Седьмое. Из политических уроков, которые были усвоены в империях, наиболее распространенным и важным был тот, что политика возможна только как сопротивление. Империи знают на своей периферии только подданных, а не граждан. Доминионы Британской империи были в этом отношении большим исключением. В 1867 году венграм удалось нарушить это правило в империи Габсбургов, а в 1910 году, с образованием Южно-Африканского Союза, африканеры добились своего особого варианта. Только во Французской империи после 1848 г. гражданские права были предоставлены небольшому числу небелых: в старых колониях Гваделупа, Мартиника, Гайана, Реюньон и в четырех прибрежных городах Сенегала. Даже когда элитные коллаборационисты были интегрированы в имперский государственный аппарат, они не допускались к принятию решений на самом верху, оставаясь лишь передаточными ремнями от реального центра власти к зависимому обществу. Институты, способные артикулировать местные интересы, создавались редко. Таким образом, при всех различиях в деталях империя сводится к односторонней цепочке управления. Волевые люди на местах могли сделать ее более слабой, а умные имперские политики держали свои требования в рамках и обеспечивали теоретическую возможность выполнения своих указаний. Лук не должен был быть натянут слишком сильно, империя не должна была казаться подданным не более чем аппаратом устрашения. Помня о соотношении затрат и выгод, имперское государство стремилось к установлению прочно укоренившихся интересов, культивируя мнение о том, что жить внутри империи выгоднее, чем за ее пределами. Это не отменяло общего отсутствия политического участия коренного населения: кооптация нескольких элитных фигур в "законодательный совет" колонии британской короны была лишь иллюзией представительства; все империи XIX века от начала до конца были автократическими системами. Как и в ранних современных вариантах западноевропейского "просвещенного абсолютизма", это не исключало определенной правовой защищенности. Хотя было бы преувеличением называть Британскую империю (где это проявилось в наибольшей степени) правовым государством, в целом в ней преобладала некая базовая законность или «управление по правилам». Коренное население все еще могло быть лишено некоторых основных прав, которыми пользовались белые, и доступ к системе правосудия мог быть для них весьма затруднен. Но примерно в 1900 г. было уже не все равно, где живет африканец - в Конго короля Леопольда или в британской Уганде.
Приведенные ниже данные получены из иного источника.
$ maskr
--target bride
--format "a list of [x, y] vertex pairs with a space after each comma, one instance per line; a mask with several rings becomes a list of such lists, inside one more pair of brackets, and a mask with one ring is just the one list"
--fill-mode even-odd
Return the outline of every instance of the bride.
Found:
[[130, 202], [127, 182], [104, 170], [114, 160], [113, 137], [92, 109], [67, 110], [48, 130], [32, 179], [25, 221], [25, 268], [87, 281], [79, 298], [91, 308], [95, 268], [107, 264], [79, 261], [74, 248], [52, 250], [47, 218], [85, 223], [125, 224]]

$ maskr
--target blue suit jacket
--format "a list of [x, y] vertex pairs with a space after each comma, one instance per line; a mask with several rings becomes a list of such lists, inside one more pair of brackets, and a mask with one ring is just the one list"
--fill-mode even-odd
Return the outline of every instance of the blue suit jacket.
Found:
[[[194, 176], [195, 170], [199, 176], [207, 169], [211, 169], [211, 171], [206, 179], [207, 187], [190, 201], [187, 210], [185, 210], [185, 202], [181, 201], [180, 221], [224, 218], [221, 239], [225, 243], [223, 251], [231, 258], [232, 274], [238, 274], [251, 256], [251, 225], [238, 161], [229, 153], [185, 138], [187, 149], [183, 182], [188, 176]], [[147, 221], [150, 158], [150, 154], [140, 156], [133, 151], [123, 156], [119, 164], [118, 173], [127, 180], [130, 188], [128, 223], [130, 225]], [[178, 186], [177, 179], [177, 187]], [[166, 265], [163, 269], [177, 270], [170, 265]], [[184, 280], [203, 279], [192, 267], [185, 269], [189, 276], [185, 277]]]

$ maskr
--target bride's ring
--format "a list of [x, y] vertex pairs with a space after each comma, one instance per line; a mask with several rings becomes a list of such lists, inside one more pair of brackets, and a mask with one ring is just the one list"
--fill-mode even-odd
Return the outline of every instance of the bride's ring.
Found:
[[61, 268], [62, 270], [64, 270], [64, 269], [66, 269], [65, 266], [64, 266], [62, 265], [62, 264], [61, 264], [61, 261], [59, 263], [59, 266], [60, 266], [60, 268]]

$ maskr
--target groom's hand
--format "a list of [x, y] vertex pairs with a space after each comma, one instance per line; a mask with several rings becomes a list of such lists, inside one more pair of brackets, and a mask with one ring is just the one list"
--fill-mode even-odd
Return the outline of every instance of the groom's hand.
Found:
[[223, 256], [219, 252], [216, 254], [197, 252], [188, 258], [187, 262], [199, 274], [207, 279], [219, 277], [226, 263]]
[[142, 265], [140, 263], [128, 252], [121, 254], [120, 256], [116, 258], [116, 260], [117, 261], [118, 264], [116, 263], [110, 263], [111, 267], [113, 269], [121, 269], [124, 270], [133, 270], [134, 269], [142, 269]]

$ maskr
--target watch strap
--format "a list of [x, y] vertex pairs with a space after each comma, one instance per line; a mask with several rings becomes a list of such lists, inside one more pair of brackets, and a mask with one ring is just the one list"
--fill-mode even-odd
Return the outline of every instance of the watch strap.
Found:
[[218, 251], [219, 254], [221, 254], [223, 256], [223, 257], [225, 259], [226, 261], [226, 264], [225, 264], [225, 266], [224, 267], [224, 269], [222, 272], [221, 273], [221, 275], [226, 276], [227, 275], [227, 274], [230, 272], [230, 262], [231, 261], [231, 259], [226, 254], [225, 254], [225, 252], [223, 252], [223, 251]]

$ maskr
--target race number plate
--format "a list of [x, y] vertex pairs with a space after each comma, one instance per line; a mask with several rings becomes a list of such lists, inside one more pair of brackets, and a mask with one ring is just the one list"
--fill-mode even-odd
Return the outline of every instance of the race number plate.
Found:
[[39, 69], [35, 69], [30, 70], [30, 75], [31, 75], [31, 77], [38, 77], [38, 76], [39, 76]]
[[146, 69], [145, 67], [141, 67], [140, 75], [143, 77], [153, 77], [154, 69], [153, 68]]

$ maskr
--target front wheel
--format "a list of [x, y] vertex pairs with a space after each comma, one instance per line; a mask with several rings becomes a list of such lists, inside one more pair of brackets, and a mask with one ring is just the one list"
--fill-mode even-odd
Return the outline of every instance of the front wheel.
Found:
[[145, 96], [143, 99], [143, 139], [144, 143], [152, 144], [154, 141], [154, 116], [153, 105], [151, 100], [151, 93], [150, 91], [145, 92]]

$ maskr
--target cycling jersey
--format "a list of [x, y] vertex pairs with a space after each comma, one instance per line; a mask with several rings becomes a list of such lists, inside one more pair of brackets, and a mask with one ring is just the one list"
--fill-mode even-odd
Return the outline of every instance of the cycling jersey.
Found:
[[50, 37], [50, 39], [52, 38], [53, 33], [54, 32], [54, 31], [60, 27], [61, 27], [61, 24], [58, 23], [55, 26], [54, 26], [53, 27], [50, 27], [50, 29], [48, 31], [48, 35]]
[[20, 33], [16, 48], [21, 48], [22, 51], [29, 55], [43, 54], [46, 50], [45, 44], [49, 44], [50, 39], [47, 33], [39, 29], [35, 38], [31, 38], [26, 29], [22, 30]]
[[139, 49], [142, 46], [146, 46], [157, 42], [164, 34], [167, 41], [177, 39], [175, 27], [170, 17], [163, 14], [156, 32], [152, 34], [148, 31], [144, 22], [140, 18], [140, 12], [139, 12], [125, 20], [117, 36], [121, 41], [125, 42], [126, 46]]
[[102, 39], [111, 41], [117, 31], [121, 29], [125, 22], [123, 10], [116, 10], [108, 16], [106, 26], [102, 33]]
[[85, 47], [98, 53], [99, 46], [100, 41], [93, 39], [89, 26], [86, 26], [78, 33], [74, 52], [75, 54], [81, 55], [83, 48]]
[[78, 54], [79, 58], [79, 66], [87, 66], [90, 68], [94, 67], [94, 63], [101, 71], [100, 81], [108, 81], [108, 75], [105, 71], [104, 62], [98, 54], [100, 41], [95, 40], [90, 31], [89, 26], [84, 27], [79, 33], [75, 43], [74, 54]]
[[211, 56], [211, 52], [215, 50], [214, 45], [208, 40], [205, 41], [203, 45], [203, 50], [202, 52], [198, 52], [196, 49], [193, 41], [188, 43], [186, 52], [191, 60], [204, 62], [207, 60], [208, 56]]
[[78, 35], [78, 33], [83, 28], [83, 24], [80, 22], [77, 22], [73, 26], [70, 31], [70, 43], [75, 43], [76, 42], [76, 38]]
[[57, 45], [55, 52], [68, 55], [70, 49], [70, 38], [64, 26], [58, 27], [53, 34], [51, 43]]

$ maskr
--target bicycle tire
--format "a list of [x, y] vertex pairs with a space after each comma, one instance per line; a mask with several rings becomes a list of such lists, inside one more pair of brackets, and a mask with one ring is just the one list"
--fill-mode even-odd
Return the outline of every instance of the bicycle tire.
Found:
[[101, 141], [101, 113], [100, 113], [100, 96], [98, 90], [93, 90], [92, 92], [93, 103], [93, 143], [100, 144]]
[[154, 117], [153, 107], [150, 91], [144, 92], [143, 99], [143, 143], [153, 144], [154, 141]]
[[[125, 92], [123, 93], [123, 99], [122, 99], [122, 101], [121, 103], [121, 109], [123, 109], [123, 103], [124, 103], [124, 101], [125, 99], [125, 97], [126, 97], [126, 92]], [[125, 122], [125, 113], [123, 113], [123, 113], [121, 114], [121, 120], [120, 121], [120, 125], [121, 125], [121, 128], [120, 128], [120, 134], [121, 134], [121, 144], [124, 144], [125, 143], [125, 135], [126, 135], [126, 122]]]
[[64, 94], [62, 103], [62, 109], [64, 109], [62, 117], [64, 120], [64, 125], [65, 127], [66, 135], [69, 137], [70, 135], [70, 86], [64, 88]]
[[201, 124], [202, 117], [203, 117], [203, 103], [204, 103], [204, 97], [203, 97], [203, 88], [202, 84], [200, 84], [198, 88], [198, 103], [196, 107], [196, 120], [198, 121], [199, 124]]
XIX век был веком империй, и его кульминацией стала мировая война, в которой империи воевали друг с другом. Каждая из воюющих сторон мобилизовала ресурсы зависимых от нее окраин. Если у нее их не было - например, Германия после 1914 года уже не могла получать прибыль от своих колоний, - то приобретение дополнительных квазиколониальных территорий становилось главной целью войны. После окончания войны распались лишь несколько империй, причем не самые крупные и важные. Германия потеряла свои маленькие, экономически незначительные колонии, а великие державы, вошедшие в победоносную коалицию, поделили их между собой. Уникальная империя Габсбургов, европейское многонациональное образование, не имевшее колониальных владений, распалась на составные части. От Османской империи остались Турция и бывшие арабские провинции (ныне подмандатные территории или полуколонии Великобритании и Франции). России пришлось отказаться от Польши и Прибалтики, но под руководством большевиков она смогла воссоединить в рамках имперского "союза" подавляющее большинство нерусских народов царской империи. Эпоха империй не завершилась в 1919 году.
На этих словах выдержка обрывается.